PB, como é conhecido, se tornou referência no estudo de temas como pobreza, desigualdade de renda, mercado de trabalho e educação.
Depois de quatro anos como subsecretário de Ações Estratégicas no governo de Dilma Rousseff, assumiu o posto de economista-chefe do Instituto Ayrton Senna (IAS) e passou a lecionar no Insper.
Desde então, tem se dedicado a buscar e testar evidências de que a introdução de habilidades socioemocionais nos currículos tem impacto educacional positivo.

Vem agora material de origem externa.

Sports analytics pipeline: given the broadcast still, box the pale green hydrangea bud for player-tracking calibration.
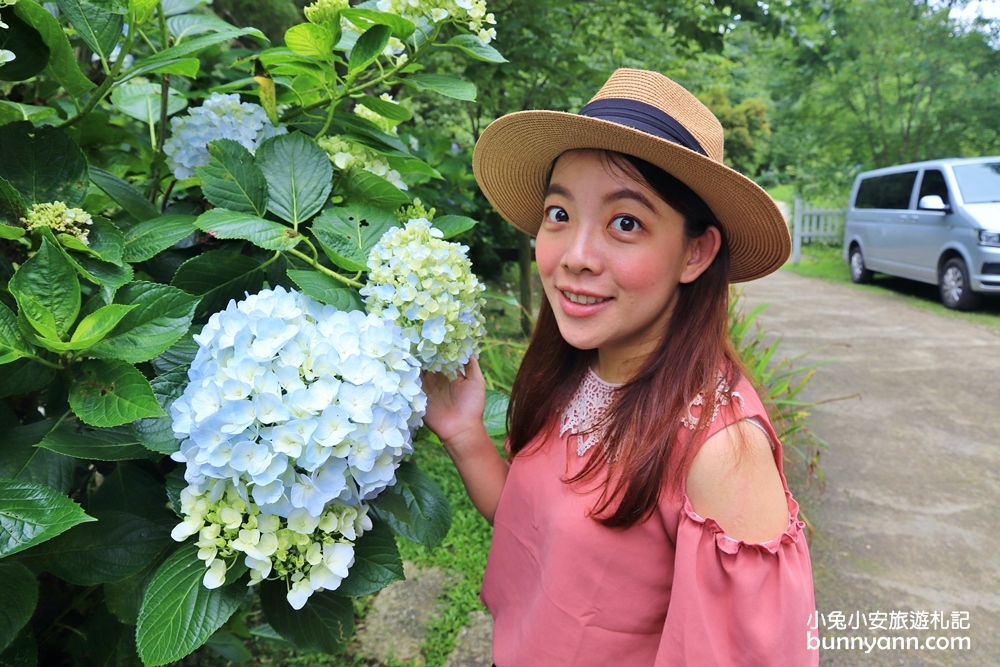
[304,0,349,25]
[363,218,486,377]
[396,198,436,224]
[374,0,497,43]
[21,202,93,245]
[317,135,408,190]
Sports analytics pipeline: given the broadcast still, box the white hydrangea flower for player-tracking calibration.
[163,93,287,179]
[0,50,13,66]
[362,218,486,377]
[374,0,497,43]
[317,135,408,190]
[170,287,426,608]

Para ele, se a escola brasileira sair na frente com um ensino que estimule características como curiosidade, criatividade e persistência, talvez elimine uma década de atraso na educação:
"É importante que a escola estimule a curiosidade, a flexibilidade para buscar diferentes caminhos. Se a escola faz o contrário e destrói a autoconfiança do aluno, ela matou o aluno pobre."
Folha - O que te atraiu na pesquisa sobre habilidades socioemocionais?

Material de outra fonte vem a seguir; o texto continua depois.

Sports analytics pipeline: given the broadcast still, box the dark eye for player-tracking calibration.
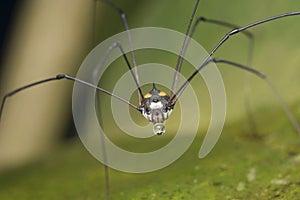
[145,108,151,114]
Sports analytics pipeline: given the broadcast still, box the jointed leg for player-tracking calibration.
[190,16,258,135]
[98,0,142,103]
[171,11,300,104]
[92,41,144,101]
[0,74,138,122]
[209,58,300,136]
[170,0,200,97]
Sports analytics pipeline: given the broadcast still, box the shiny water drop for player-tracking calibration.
[153,123,165,135]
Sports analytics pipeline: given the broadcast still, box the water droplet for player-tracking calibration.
[153,123,165,135]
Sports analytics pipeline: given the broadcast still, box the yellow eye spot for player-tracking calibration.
[144,93,152,98]
[159,91,167,96]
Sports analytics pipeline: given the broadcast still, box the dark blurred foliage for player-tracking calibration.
[0,0,19,67]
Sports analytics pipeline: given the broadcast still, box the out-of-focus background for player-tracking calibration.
[0,0,95,169]
[0,0,299,199]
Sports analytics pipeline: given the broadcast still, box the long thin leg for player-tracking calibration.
[194,17,253,39]
[0,55,140,113]
[94,2,145,199]
[0,74,134,200]
[0,77,58,121]
[92,43,144,199]
[191,16,258,135]
[170,0,200,96]
[93,2,108,200]
[172,56,300,136]
[93,41,144,101]
[92,42,145,200]
[169,13,255,105]
[171,11,300,104]
[0,74,138,122]
[98,0,142,103]
[197,57,300,159]
[210,58,300,136]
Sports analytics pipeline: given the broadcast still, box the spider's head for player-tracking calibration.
[138,83,173,135]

Ricardo Paes de Barros - Foi a Viviane [Senna, presidente do IAS] que mandou [risos]. Eu acredito nas preocupações dela.
O ensino dessas habilidades tem impacto positivo?
Cientificamente, a gente sabe que isso é a questão? Não. Mas tem um monte de evidência que aponta que talvez seja, sim. Os problemas humanos hoje são muito menos do tipo ter uma doença que não sabemos de onde vem, e muito mais o fato de que as pessoas não conseguem se entender.
Falta capacidade para resolver conflitos, ter compaixão e lidar com a diversidade. Numa economia que é mais globalizada, se você não tem essas características, vai gerar mais conflito e confusão do que não saber trigonometria ou geometria espacial.
Por que esse tema está em evidência? Há quem cite mudanças no mercado de trabalho.
Eu tenho dúvida. Acho que as pessoas estavam muito preocupadas com letramentos básicos, saber ler, escrever, fazer contas. Depois que você supera isso, o cara fala "bom, espera aí, será que educação é só isso?" É a mesma coisa que qualidade de vida. A gente começa perguntando se você passa fome, se sua casa tem luz, saneamento. Mas, quando você faz pesquisa sobre qualidade de vida na Suécia, tem que usar uma dimensão mais sofisticada.
Faz sentido focar esse tipo de ensino Brasil, onde ainda não atingimos o domínio de letramentos básicos?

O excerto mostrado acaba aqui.